Sounds to me like his brain's been in academia too long.

Monday, June 26, 2006

Quiz--Which Story Belongs to Which Paper?

Quiz:
One of these stories is on today's NYTimes front page; the other on the Washington Times front page. Which is which?

"Amid Iraqi Chaos, Schools Fill After Long Decline
Enrollment in Iraqi schools has risen every year since the U.S. invasion, reversing more than a decade of declines."

Iraq's best, brightest flee from violence
"Rasha Tamimi sits comfortably in the luxurious lobby of the Millennium Hotel in Sharjah, part of a line of skyscrapers that stretches the length of the United Arab Emirates -- a world away from the bloodshed of her old Iraqi neighborhood."

Answer: First
Second

Saturday, June 24, 2006

Media Must Help the GWOT

Power Line is, as usual, absolutely right with respect to the latest Times article on the Bush administration tracking money transfers: "It is unfortunately past time for the Bush administration to enforce the laws of the United States against the New York Times.
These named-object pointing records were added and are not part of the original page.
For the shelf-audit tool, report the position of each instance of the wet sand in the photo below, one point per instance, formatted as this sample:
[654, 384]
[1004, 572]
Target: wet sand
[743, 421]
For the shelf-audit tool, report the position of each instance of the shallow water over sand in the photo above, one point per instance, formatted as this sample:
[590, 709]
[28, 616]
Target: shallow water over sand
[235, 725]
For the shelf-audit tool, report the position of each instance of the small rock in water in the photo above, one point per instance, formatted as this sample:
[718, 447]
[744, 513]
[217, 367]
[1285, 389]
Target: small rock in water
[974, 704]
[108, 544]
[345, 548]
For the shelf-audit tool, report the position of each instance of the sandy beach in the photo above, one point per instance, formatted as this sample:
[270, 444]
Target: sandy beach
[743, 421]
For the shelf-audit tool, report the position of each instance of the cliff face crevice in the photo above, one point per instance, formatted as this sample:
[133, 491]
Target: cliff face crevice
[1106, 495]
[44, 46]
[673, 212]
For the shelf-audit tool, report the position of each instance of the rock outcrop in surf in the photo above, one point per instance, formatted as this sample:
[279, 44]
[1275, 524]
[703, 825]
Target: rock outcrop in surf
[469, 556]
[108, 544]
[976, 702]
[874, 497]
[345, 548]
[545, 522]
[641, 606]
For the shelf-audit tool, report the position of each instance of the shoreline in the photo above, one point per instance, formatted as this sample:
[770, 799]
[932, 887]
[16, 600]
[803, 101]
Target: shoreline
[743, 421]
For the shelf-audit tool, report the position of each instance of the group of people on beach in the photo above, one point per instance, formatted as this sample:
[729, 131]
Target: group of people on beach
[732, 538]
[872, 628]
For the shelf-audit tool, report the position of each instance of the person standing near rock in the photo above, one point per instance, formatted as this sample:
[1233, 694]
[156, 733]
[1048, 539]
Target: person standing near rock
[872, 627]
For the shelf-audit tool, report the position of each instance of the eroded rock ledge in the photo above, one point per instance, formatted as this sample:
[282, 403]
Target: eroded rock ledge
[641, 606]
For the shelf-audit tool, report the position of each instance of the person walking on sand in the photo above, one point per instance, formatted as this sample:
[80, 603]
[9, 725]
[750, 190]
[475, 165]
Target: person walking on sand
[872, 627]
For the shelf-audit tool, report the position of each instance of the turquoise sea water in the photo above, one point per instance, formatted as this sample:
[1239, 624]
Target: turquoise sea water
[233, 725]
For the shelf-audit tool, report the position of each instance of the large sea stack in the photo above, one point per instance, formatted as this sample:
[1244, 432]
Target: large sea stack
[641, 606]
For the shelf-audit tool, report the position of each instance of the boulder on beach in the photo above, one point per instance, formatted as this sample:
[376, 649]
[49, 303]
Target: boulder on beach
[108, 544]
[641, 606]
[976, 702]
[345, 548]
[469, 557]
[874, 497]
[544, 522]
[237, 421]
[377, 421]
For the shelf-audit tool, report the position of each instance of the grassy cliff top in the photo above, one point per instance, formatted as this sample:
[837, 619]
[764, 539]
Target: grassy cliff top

The Times and its likeminded media colleagues will undoubtedly continue to undermine and betray the national security of the United States until they are taught that they are subject to the same laws that govern the conduct of ordinary citizens, or until an enraged citizenry decides, like Bill Keller, to take the law into its own hands and express its disagreement some other way."

Unfortunately they don't go far enough. After all, by definition "terrorism" is a war on public opinion. That means the media are the front line troops in this war. If they would simply stop giving any publicity to terrorist successes they would undermine the whole basis of terrorist tactics. If no one knows of kidnapings, murders, IED's, suicide bombers, they can't be terrorized by them. By the same token, if the media publicized our successes, it would terrorize the terrorists. For example, everyday troops come home from Iraq alive and well. Why shouldn't the lead on the evening news and the top news spot in the papers be a report of this good news.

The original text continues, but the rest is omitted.